Это была их первая ссора, вернее, размолвка. Они не ссорились, не обвиняли друг друга, не обзывали один другого обидными словами. Просто перестали разговаривать.
Лера умела молчать. Замыкалась в себя, невозмутимая, сдержанная, вечерами сидела, уткнувшись в книгу, не поднимая глаз.
Мама звала обедать. Лера садилась, по-прежнему не глядя ни на кого. Молча ела, молча вставала из-за стола.
Мама и отец переглядывались, но ни о чем не спрашивали. Не желали вмешиваться.
И все-таки мама решилась, как-то утром сказала:
— Лерочка, детка, так нельзя…
— Что нельзя? — спросила Лера.
— Ты знаешь, о чем я говорю.
В конце концов мама сумела добиться своего. Долго, настойчиво уговаривала Леру, приводя различные примеры дружной семейной жизни, рассказала о том, как ей самой нелегко было в первые годы брака, потом принялась за сына. С сыном было намного проще. Мама сказала:
— Ради меня, Витя…
— Что я должен сделать? — спросил Виктор.
— Подойди, заговори с нею первый, не думай ни о самолюбии, ни о какой-то глупой гордости, все это ерунда, поверь мне, главное, чтобы был постоянный мир. Ведь тебя самого тяготит ваша ссора?
— Мы не ссорились, — сказал Виктор.
— Кстати, я даже не знаю: из-за чего вы не разговариваете друг с другом?

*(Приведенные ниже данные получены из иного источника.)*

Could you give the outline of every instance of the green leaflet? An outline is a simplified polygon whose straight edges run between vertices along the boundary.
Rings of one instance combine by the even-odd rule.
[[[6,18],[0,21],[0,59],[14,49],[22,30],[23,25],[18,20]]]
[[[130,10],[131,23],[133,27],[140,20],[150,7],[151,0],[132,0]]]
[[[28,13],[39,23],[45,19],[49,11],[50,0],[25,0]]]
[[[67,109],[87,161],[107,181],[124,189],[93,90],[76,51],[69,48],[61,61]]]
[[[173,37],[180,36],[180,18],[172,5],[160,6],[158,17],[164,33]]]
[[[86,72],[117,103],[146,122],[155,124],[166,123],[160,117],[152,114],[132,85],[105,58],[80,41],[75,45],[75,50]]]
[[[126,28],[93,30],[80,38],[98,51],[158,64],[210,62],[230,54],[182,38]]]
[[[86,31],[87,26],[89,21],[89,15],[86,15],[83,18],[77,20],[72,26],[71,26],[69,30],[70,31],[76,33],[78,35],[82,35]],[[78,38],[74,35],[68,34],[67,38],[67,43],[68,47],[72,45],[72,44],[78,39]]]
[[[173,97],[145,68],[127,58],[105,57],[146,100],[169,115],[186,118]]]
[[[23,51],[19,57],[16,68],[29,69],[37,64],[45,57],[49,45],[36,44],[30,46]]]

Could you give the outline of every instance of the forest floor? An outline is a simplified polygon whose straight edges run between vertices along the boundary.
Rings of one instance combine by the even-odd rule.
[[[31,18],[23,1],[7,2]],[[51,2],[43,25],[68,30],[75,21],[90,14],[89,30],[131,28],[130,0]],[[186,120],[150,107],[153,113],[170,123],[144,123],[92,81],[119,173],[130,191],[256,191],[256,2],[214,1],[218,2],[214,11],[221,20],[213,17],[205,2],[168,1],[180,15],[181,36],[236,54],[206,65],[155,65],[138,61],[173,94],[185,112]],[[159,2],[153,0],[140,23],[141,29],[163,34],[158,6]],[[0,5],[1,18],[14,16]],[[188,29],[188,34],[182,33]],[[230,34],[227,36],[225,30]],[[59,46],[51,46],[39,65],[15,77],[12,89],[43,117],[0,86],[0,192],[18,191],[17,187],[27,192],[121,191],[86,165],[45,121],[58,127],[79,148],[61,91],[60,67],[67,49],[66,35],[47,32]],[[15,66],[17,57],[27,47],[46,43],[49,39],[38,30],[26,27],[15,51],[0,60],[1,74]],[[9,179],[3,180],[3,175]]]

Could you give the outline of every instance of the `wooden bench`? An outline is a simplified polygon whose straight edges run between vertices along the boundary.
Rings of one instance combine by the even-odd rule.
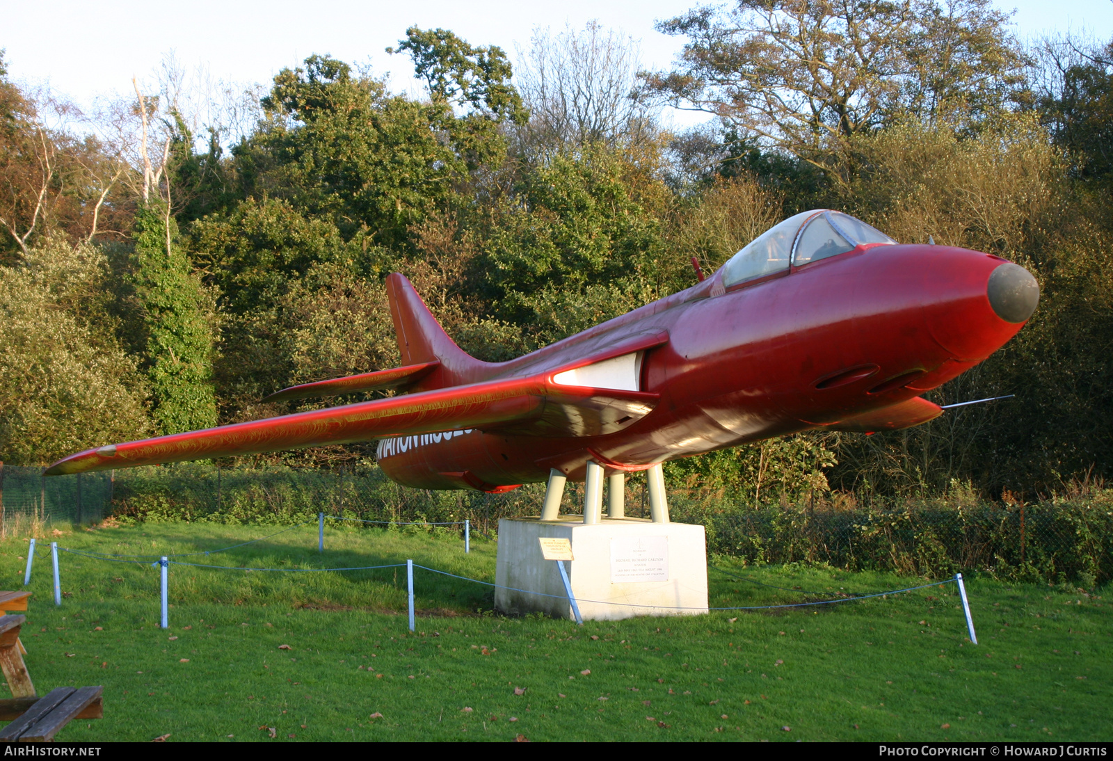
[[[0,741],[50,742],[75,719],[100,719],[104,692],[102,686],[57,688],[45,698],[0,700],[0,719],[14,719],[0,731]]]
[[[0,741],[49,742],[73,719],[104,716],[102,686],[58,688],[45,698],[36,696],[19,648],[24,621],[24,615],[0,617],[0,669],[12,694],[0,700],[0,721],[11,721],[0,731]]]
[[[0,592],[0,611],[4,613],[26,611],[27,599],[30,596],[30,592]],[[17,641],[16,644],[19,646],[19,652],[27,655],[27,648],[23,646],[23,643]]]

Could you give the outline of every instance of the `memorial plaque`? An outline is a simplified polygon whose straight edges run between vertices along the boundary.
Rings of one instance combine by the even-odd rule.
[[[538,542],[541,544],[541,555],[545,560],[575,560],[572,557],[572,543],[567,538],[539,536]]]
[[[611,583],[669,581],[668,536],[611,540]]]

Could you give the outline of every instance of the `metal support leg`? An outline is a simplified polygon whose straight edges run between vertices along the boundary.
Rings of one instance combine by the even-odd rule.
[[[607,517],[626,517],[626,474],[607,476]]]
[[[168,606],[169,601],[167,600],[167,589],[166,589],[166,571],[167,571],[167,566],[169,565],[169,563],[167,563],[165,555],[159,559],[158,565],[159,565],[159,570],[158,571],[159,571],[159,576],[160,576],[160,579],[159,579],[159,592],[161,593],[161,601],[162,601],[161,617],[159,619],[159,624],[158,625],[159,625],[160,629],[169,629],[170,627],[170,616],[169,616],[169,612],[167,611],[167,606]]]
[[[564,570],[564,561],[556,561],[556,567],[560,569],[560,580],[564,582],[568,601],[572,604],[572,615],[575,616],[575,623],[582,626],[583,617],[580,615],[580,606],[575,603],[575,595],[572,594],[572,581],[568,577],[568,571]]]
[[[410,631],[414,630],[414,562],[406,561],[406,599],[410,606]]]
[[[649,484],[649,515],[653,523],[669,522],[669,503],[664,500],[664,470],[660,465],[646,471]]]
[[[971,617],[971,602],[966,599],[966,584],[963,583],[963,574],[956,573],[955,581],[958,582],[958,594],[963,600],[963,613],[966,614],[966,631],[971,634],[971,644],[977,644],[977,634],[974,633],[974,619]]]
[[[27,573],[23,574],[23,586],[31,583],[31,562],[35,560],[35,537],[31,537],[31,543],[27,547]]]
[[[58,579],[58,542],[50,543],[50,561],[55,566],[55,604],[62,604],[62,584]]]
[[[541,507],[542,521],[555,521],[560,517],[560,501],[564,496],[564,484],[568,477],[555,467],[549,470],[549,487],[545,490],[545,503]]]
[[[583,523],[594,525],[603,520],[603,466],[588,461],[588,478],[583,484]]]

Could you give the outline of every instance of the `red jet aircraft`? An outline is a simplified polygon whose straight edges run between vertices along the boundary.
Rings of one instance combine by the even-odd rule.
[[[386,286],[402,367],[268,399],[395,396],[109,444],[47,474],[377,438],[380,467],[407,486],[503,492],[568,477],[601,494],[604,473],[651,470],[663,508],[668,459],[930,421],[942,409],[920,394],[1003,346],[1040,298],[1035,278],[997,256],[899,245],[833,210],[798,214],[691,288],[504,363],[456,346],[402,275]]]

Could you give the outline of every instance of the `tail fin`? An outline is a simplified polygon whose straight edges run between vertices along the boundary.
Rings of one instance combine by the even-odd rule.
[[[386,295],[391,302],[391,317],[394,318],[402,364],[441,363],[418,384],[418,391],[477,383],[492,374],[494,365],[476,359],[456,346],[404,275],[394,273],[386,278]]]

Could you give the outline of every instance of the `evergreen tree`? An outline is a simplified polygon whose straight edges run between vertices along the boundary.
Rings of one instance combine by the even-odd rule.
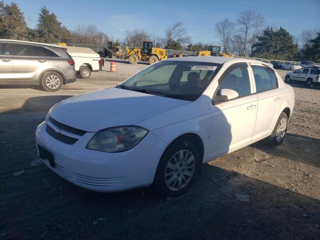
[[[0,38],[25,40],[28,31],[24,16],[18,5],[0,2]]]
[[[70,32],[56,19],[56,14],[44,6],[39,14],[36,30],[40,40],[44,42],[58,42],[60,38],[68,38]]]
[[[252,51],[252,56],[292,60],[298,52],[293,36],[282,27],[275,30],[272,28],[266,28],[257,40]]]
[[[310,40],[310,44],[304,51],[304,58],[320,62],[320,32],[316,33],[314,38]]]

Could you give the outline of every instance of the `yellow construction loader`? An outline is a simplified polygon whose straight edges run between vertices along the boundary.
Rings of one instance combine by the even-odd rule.
[[[129,62],[134,64],[138,62],[148,62],[151,64],[161,60],[166,59],[168,56],[166,50],[159,48],[153,48],[153,42],[144,41],[142,48],[135,48],[132,50],[126,47],[126,58]]]
[[[123,52],[115,52],[115,49],[112,50],[112,48],[109,48],[112,46],[110,45],[108,46],[102,45],[102,46],[104,52],[106,52],[106,56],[110,58],[114,56],[118,59],[128,59],[129,62],[131,64],[136,64],[138,62],[146,62],[149,64],[152,64],[168,58],[165,50],[153,48],[152,45],[152,42],[144,41],[142,48],[136,48],[130,50],[128,46],[126,46],[124,53]],[[101,56],[100,52],[99,54]]]
[[[220,45],[210,45],[208,46],[208,50],[206,51],[198,52],[197,56],[228,56],[233,58],[234,56],[234,54],[228,54],[226,52],[220,52],[221,46]]]

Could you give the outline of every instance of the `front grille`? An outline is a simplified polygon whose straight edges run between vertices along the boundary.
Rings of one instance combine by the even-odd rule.
[[[124,178],[92,178],[72,172],[70,179],[71,181],[82,185],[85,185],[88,188],[96,186],[108,188],[115,188],[122,185]]]
[[[66,144],[72,144],[78,140],[76,138],[56,132],[54,130],[50,128],[48,124],[46,127],[46,130],[52,138]]]
[[[80,130],[80,129],[75,128],[74,128],[64,125],[61,122],[59,122],[58,121],[54,120],[51,117],[50,117],[49,120],[60,128],[61,128],[62,130],[64,130],[65,131],[68,132],[71,132],[72,134],[79,135],[80,136],[83,136],[84,134],[86,132],[83,130]]]

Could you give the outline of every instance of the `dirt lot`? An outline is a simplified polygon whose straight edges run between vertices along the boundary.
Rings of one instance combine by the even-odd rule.
[[[320,238],[320,88],[292,84],[296,106],[282,145],[258,142],[204,164],[176,198],[150,188],[87,191],[38,164],[34,130],[51,106],[145,66],[118,62],[116,73],[94,72],[56,93],[0,88],[0,239]]]

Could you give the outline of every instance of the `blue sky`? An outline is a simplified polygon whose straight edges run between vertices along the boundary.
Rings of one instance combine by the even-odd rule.
[[[5,4],[12,0],[4,0]],[[99,30],[122,39],[128,29],[142,28],[164,34],[182,21],[194,42],[218,43],[214,24],[225,18],[236,20],[240,12],[250,10],[264,16],[266,24],[280,26],[298,36],[304,29],[320,28],[320,0],[16,0],[28,26],[34,28],[40,8],[45,6],[70,30],[94,24]]]

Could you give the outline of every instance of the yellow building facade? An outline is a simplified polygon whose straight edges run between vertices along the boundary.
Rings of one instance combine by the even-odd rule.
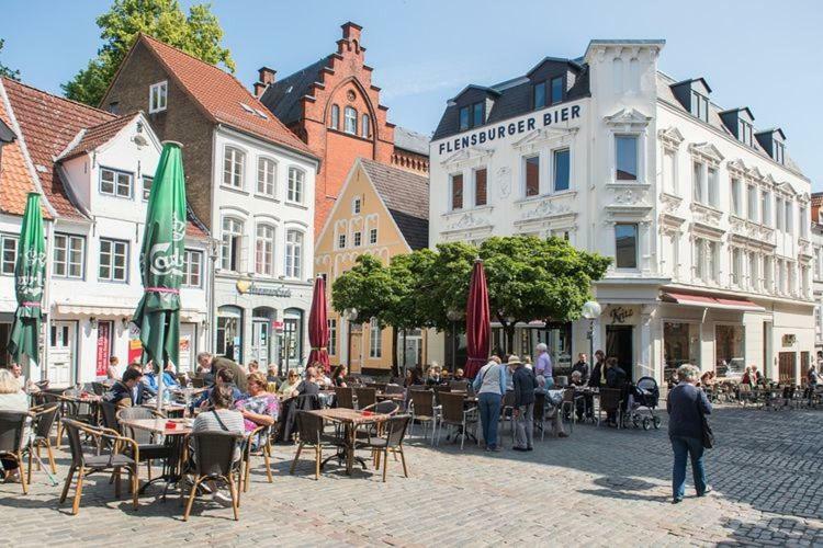
[[[351,373],[401,368],[427,362],[426,332],[398,333],[373,329],[370,318],[349,320],[334,309],[331,286],[364,253],[388,264],[395,255],[428,246],[428,179],[360,158],[354,162],[315,244],[315,274],[326,278],[329,302],[329,361]]]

Если бы мама знала, она бы тоже, Виктор не сомневался, обиделась за отца. И потому он не решился сказать ей все, как было.
— Да так, в общем-то, из-за ничего…
— Тогда о чем речь? — обрадовалась мама. — Давай заговори с нею первый, обещаешь мне?
Маме он не мог отказать. Так и сделал, как она просила, подошел к Лере, заговорил о чем-то, Лера ответила. Все кончилось миром. Мама ликовала, Ася насмешливо морщила губы.
— Чего это ты так радуешься, будто тебя рублем одарили?
— Я хочу, чтобы был мир, — ответила мама. — А ты разве не хочешь того же самого?
Отец сказал:
— На твоем месте я бы не вмешивался ни во что, пусть их как хотят.
Он был несгибаем. И хотя Лера была с ним неизменно ласкова, умела, как выражался Виктор, подлизнуться к нему, понимая, что победить сопротивление отца нелегко, но тем ценнее была бы победа, он оставался вежливо-холодным.
Она расспрашивала его о том, как он воевал, на каких фронтах, просила рассказать о его работе в конце тридцатых годов в деревне избачом; она знала, это наиболее любимое для него воспоминание, он оттаивал слегка и все же был с нею настороженным, словно ожидал с минуты на минуту, что она может преобразиться и выдать то, чего никто никогда не мог ожидать от нее…
Спустя примерно год они переехали к Лериным родителям, в Черкизово, хотя Виктору было неудобно добираться из Черкизова до института.
— Ничего, — говорила Лера. — Осталось тебе учиться всего-навсего год, уж как-нибудь потерпи…
И он согласился, не стал спорить. Разумеется, Лере было удобнее жить вместе со своими родителями, там было много просторней, а она была уже на пятом месяце, надо было думать о будущем.
Родители Леры приняли их с открытой душой.
— Вот и хорошо, — улыбался папа. — У нас теперь свой доктор дома, первый знак, что никто никогда болеть не будет!